U.S. Considers Plans to Evacuate 25,000 Americans from Lebanon

ST. PETERSBURG, Russia – U.S. officials are strategising to evacuate an estimated number of 25,000 Americans from Lebanon to the neighboring island of Cyprus for possibilty of them boarding the commercial planes as the violence reports are increasing by the hour.

"We obviously have plans and contingency plans should we need to bring people out," Secretary of State Condoleezza Rice told reporters at the Group of Eight summit Sunday. "I get reports on this every couple of hours as to how this is going. Our ambassador who is on the ground will obviously do what we need to protect Americans."
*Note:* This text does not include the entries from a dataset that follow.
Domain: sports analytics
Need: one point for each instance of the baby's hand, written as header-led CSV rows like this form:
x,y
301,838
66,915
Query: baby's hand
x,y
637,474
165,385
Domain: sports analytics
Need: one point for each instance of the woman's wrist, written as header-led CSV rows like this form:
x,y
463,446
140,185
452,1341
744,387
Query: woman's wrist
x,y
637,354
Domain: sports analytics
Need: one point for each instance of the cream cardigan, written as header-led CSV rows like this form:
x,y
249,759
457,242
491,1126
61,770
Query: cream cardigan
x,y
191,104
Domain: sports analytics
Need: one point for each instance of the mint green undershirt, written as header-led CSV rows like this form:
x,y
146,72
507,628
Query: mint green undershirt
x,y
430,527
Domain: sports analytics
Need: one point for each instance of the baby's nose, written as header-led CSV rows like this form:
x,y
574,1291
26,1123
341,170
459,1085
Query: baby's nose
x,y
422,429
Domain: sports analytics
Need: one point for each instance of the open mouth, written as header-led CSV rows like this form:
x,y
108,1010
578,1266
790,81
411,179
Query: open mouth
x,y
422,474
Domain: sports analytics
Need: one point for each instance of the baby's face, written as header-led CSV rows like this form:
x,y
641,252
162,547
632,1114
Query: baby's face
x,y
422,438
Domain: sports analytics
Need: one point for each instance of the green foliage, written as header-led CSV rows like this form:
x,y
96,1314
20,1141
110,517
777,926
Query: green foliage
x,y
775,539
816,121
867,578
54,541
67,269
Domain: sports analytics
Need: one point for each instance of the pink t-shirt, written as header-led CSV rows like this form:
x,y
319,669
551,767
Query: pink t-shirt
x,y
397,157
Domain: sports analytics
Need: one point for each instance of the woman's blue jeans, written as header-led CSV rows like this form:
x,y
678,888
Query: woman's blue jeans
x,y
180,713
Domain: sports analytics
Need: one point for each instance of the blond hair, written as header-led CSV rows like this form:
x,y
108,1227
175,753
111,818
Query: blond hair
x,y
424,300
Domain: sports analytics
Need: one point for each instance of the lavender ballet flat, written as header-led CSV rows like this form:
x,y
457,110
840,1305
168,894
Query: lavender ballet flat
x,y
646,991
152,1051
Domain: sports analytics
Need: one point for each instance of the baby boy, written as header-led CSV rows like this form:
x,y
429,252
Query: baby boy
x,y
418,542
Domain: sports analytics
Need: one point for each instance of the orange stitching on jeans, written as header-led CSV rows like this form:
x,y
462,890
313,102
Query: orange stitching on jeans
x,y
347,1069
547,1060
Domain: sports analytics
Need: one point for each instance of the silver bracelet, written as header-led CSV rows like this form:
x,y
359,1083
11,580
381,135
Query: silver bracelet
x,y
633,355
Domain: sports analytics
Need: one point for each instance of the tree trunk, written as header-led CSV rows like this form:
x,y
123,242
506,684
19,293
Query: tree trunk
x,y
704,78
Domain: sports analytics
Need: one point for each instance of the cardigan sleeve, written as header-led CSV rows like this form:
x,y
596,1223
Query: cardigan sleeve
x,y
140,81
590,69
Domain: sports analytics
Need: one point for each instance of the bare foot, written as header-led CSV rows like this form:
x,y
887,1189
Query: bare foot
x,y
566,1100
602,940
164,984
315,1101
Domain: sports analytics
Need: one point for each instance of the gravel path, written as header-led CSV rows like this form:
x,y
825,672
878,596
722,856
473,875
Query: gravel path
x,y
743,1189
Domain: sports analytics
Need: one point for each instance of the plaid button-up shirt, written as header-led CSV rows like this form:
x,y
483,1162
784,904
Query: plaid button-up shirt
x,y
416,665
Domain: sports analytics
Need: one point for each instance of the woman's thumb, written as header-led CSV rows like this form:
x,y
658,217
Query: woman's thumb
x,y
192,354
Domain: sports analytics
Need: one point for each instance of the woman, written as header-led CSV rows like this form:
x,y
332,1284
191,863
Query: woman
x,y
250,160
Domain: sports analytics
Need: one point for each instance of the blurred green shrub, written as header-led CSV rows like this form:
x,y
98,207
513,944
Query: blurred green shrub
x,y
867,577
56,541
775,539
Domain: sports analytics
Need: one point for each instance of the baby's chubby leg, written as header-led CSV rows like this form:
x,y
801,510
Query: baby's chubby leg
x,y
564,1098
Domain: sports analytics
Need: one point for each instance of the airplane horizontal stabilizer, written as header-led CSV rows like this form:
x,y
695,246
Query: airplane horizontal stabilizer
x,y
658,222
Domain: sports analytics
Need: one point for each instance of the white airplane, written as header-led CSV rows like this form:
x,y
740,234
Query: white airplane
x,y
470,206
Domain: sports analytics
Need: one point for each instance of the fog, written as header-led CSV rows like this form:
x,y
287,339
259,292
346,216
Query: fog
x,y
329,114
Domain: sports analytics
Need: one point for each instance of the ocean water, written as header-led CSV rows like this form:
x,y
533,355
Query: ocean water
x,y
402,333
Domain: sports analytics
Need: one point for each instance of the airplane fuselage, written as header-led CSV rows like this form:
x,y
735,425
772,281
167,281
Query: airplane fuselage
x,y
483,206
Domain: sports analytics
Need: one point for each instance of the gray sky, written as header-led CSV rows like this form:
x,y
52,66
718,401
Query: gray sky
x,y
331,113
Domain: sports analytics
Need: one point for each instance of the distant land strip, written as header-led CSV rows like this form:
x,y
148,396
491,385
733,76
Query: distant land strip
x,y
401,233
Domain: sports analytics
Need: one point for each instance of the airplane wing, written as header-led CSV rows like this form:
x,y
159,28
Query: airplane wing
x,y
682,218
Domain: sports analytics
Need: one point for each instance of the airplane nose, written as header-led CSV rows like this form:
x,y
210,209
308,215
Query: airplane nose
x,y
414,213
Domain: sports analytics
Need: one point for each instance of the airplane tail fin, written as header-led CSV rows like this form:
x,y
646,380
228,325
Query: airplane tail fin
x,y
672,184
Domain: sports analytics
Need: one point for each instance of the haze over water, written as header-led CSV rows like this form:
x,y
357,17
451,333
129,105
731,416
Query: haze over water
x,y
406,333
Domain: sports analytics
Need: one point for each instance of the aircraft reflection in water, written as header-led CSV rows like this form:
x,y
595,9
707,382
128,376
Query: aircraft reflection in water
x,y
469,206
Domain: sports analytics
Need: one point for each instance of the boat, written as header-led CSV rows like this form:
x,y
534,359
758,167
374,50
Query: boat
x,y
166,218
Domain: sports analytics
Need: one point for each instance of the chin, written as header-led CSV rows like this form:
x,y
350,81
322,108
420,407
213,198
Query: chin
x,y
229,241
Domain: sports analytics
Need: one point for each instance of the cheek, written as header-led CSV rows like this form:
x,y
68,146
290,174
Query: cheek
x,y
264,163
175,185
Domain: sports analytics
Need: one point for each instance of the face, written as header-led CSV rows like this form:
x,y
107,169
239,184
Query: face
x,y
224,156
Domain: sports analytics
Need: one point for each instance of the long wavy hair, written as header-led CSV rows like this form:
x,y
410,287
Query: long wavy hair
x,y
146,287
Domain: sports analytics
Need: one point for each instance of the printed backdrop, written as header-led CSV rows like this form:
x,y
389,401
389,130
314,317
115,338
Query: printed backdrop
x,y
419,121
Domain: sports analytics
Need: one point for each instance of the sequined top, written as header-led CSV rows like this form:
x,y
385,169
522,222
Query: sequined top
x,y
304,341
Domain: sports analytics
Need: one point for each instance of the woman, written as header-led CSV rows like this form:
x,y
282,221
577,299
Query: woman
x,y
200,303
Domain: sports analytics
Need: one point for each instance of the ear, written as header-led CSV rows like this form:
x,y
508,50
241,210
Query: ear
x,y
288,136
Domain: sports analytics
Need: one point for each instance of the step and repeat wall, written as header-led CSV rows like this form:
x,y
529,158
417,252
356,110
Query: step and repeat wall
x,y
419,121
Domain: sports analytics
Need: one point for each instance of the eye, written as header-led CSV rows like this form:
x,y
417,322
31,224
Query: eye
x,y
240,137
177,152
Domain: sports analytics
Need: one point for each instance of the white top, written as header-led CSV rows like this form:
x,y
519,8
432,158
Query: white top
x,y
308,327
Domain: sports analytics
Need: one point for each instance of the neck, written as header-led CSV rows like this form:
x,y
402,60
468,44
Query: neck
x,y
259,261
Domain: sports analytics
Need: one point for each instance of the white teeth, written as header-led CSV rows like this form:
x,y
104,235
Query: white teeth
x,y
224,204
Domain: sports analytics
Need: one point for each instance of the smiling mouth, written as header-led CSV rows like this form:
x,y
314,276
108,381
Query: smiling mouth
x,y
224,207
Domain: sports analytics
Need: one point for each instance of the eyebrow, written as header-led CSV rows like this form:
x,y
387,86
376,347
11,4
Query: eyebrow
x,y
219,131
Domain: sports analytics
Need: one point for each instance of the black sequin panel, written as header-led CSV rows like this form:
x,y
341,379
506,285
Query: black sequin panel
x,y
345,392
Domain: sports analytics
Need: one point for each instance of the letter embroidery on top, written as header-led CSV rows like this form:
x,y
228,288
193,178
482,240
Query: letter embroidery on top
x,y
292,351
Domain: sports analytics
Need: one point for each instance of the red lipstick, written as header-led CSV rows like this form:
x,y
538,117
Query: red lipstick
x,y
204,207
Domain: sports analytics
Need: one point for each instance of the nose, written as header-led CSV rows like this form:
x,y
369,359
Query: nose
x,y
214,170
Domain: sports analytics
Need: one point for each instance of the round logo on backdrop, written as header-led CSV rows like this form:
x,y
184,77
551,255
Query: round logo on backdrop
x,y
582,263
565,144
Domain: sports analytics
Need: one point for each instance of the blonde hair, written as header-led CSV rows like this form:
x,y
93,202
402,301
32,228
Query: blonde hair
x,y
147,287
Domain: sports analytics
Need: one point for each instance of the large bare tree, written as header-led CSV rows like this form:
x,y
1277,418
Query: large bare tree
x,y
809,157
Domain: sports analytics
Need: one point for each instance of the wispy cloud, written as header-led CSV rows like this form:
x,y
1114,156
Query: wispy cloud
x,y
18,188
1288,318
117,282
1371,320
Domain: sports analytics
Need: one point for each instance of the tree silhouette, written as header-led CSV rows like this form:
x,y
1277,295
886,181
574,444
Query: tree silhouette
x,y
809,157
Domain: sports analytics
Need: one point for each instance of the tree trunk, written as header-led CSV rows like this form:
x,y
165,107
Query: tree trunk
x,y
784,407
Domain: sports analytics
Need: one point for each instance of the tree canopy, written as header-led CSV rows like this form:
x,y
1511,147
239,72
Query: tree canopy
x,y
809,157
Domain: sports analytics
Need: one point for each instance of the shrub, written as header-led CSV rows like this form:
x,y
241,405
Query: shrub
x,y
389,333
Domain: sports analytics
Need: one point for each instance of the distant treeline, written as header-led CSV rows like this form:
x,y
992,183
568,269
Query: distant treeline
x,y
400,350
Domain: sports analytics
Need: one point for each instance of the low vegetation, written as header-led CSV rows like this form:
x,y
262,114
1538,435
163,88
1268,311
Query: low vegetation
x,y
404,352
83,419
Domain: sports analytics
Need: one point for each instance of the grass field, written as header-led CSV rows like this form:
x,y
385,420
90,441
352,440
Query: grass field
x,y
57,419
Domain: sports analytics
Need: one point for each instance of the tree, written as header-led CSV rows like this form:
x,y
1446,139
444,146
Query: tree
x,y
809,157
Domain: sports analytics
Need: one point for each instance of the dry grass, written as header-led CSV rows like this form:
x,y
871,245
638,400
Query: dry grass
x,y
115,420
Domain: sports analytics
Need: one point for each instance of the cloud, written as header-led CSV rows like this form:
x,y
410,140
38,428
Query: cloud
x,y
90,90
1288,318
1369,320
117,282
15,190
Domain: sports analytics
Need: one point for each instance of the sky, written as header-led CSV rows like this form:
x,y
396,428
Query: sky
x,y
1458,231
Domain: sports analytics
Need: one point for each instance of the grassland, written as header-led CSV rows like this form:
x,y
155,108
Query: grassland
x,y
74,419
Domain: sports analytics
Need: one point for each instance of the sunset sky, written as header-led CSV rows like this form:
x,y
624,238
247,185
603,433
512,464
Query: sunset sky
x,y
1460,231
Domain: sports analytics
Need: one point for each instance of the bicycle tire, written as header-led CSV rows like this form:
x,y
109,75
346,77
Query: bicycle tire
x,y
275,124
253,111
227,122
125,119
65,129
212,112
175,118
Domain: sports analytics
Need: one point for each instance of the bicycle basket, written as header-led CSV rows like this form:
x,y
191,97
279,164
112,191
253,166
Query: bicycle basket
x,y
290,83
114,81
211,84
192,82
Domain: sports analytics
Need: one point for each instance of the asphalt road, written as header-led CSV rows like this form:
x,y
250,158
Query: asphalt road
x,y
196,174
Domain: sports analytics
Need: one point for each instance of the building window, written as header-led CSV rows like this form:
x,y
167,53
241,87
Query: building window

Waves of warplanes bombed Lebanon Sunday, and Hezbollah guerillas continued to fire rockets into Israel. The rockets pounded the northern Israeli city of Haifa in the worst strike on Israel since violence broke out along the border with Lebanon last week.

Israeli Prime Minister Ehud Olmert warned there would be "far–reaching consequences" for the rocket attacks from Hezbollah militants. Israel, which has imposed a sea, air and land blockade of Lebanon, was targeting bridges, roads, the international airport and ports in response to the militants' rocket attacks.

The State Department said Friday that Americans in Lebanon should consider leaving when it was safe to do so. Officials made contingency plans to evacuate people who cannot leave on their own. Family members and non–emergency American employees of the U.S. Embassy in Lebanon have been given permission to leave.

"We've already allowed authorized departures of some of our personnel in the embassy," Rice said on Fox News Sunday.

The United States estimates 25,000 Americans live or work in Lebanon, but officials assume far fewer would choose to leave if they could. The State Department said it was working with the Pentagon on a plan for helping American citizens leave.